Andrea Smyth, a Democrat who ran an unsuccessful campaign against Rensselaer County Executive Steve McLaughlin in 2017, announced her candidacy for the state Senate in February, before the lines were drawn and still lives within the newly formed district.
On Thursday, she said she is staying in the race.
“Sadly, I’m now being told to move aside by men from Albany County. I will not be discouraged by men who see the path I have carved and now want to follow it,” she said in a statement. “I have collected the required signatures to appear on the ballot and secured the unanimous endorsement of the Rensselaer County Democratic Committee. I am not moving aside because men from Albany have told me to do so.”
Republican Assemblyman Jake Ashby, who also lives in Rensselaer County, had expressed an interest but that was before Apple announced.
Apple said of all the candidates, he is the best fit for the district, provided the lines don’t change yet again.
“I live in Colonie and I have a house in Rensselaer County and I spend a lot of time there. I know Rensselaer County well,” he said. “I have an $80 million budget here at the county. It’s not like I am walking in not knowing what to do in the state Senate.”
The Sheriff’s Department has more than 700 employees and oversees road patrols, security at the Albany International Airport and the county jail in addition to offering a host of services like a fire investigations, court security and a Domestic Violence Unit. He recently transformed a portion of the jail into transitional housing for the homeless.
Apple began his career in law enforcement in 1987 when he took a position as a corrections officer with the Sheriff’s Department. He became a deputy two years later and worked his way up the ladder. In 2009 was promoted to undersheriff and he was elected sheriff in 2011, taking over for long time Albany County Sheriff James Campbell He’s ran unopposed every four years since.
Public safety is his forte, and will be one of the areas he intends to concentrate should he run a successful primary and a successful general election campaign this fall.
“When you are making decisions about bail reform and correction changes and things like that, I will have a voice to explain the ramifications instead of watching things deteriorate in front of us,” he said. “I have two new grandkids and I want them to walk down the streets of this community and be safe. I want them to be able to have a childhood without having some re-offender attack them.”
He added his wife runs a small business in Colonie and “sees how she struggles everyday” so while he knows public safety, it is not the only issue he will focus on should he get elected.
Albany is known for paralyzing gridlock, and much of that is because it is a diverse state with the interests in New York City being polar opposites of those living in Pittstown, for example. As such, representatives have to work on final legislation that best reflects the interests of the entire state and that takes compromise and working across the aisle.
After essentially being an executive and calling all the shots in the Sheriff’s Department, Apple said he is confident he can make the transition and working with 62 others who have an equal say.
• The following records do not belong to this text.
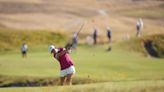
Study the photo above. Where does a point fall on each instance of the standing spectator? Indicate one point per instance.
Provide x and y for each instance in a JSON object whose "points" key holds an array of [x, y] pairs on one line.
{"points": [[95, 34], [24, 50], [139, 27], [74, 40], [109, 33]]}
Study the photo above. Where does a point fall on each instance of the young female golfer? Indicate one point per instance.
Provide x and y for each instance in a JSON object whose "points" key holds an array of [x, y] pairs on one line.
{"points": [[66, 64]]}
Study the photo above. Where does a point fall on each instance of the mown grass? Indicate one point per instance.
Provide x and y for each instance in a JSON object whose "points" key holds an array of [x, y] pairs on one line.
{"points": [[122, 69], [91, 63], [151, 14]]}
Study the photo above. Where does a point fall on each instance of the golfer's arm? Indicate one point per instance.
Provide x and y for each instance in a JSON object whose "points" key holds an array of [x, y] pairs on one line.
{"points": [[61, 53]]}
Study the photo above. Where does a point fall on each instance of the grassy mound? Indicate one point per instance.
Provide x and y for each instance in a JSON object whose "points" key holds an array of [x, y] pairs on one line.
{"points": [[149, 45], [26, 81], [13, 39]]}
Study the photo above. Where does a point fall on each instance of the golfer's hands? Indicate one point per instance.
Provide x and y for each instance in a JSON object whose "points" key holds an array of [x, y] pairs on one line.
{"points": [[68, 49]]}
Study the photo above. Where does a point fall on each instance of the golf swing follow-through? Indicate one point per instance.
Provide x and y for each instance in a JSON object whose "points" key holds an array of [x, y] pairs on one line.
{"points": [[74, 42], [66, 63]]}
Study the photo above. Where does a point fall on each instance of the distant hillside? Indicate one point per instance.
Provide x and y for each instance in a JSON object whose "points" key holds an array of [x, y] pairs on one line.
{"points": [[149, 45], [13, 39]]}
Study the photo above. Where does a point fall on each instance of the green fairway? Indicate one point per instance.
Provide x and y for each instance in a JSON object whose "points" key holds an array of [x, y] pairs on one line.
{"points": [[118, 70], [92, 62]]}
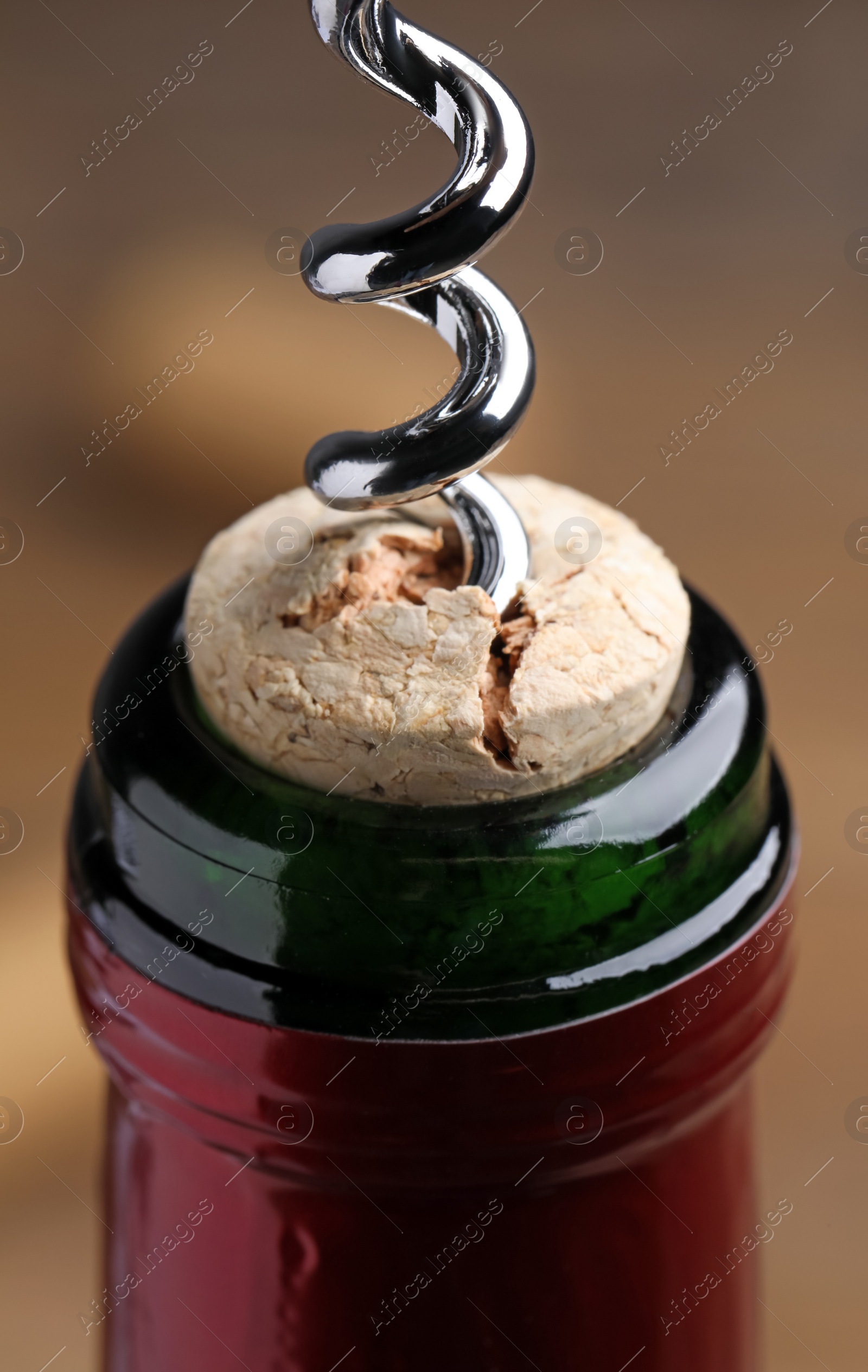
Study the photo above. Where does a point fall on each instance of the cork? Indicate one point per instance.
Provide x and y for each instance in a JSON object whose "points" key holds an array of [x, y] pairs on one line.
{"points": [[347, 656]]}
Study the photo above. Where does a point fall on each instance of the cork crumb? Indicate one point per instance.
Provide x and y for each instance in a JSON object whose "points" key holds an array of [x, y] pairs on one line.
{"points": [[372, 667], [399, 569]]}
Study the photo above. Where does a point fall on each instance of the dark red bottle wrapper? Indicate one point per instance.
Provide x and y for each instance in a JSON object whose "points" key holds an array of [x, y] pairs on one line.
{"points": [[573, 1198]]}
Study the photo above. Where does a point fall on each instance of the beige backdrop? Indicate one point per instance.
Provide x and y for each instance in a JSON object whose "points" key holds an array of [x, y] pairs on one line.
{"points": [[703, 265]]}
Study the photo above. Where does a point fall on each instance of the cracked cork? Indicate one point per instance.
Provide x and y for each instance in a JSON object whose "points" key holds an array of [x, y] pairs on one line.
{"points": [[371, 666]]}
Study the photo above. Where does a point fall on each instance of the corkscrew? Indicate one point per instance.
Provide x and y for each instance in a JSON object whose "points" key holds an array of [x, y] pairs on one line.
{"points": [[423, 263]]}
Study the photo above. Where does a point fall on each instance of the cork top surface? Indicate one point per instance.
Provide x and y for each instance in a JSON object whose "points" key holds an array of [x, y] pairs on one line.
{"points": [[368, 668]]}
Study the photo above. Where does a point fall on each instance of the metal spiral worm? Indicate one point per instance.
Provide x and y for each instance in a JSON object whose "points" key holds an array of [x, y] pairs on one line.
{"points": [[422, 263]]}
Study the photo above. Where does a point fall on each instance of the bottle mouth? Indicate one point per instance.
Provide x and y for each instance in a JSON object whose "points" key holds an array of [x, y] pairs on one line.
{"points": [[317, 911]]}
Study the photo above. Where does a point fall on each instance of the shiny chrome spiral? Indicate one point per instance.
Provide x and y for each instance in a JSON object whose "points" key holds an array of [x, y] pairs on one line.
{"points": [[422, 263]]}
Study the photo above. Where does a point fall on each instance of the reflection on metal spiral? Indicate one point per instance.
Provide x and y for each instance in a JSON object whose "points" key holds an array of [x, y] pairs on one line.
{"points": [[422, 263]]}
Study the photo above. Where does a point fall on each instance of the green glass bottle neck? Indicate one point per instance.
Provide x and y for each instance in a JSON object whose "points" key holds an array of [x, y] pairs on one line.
{"points": [[365, 918]]}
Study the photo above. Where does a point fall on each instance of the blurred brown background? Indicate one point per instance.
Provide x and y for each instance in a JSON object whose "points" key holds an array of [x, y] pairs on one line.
{"points": [[128, 263]]}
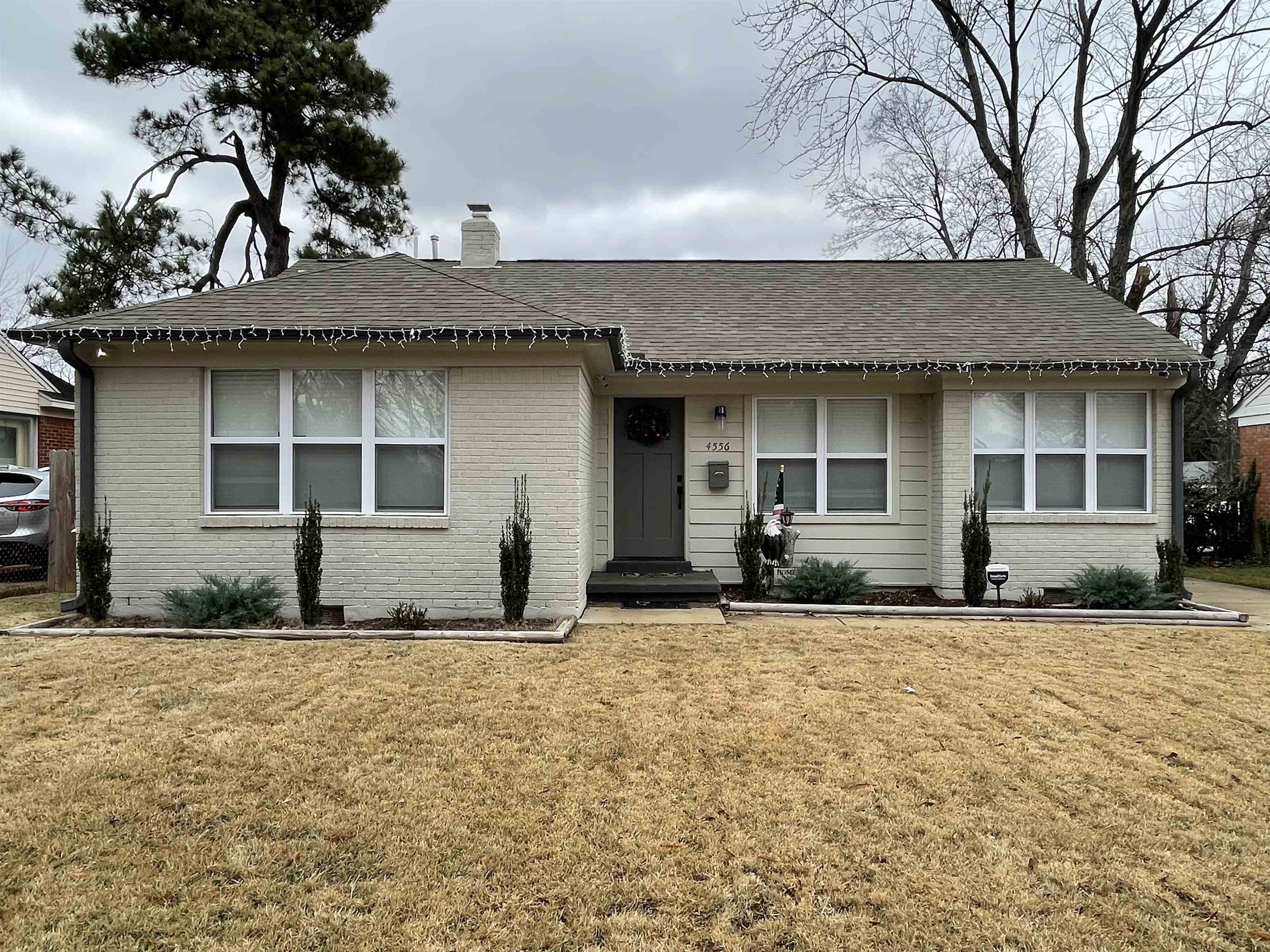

“Anyone who knows me, knows I am a pragmatist and I can work with anyone,” he said. “The Republicans in the Senate, I can work well with them, and the Democrats I can work well with them too and we can do some great things for the Capital Region.”
He said he plans on staying on as sheriff through the election and should he win, the undersheriff, Michael Monteleone will take over at least in the short term but Hochul could appoint someone to fill the vacancy. The seat is up for election in 2023.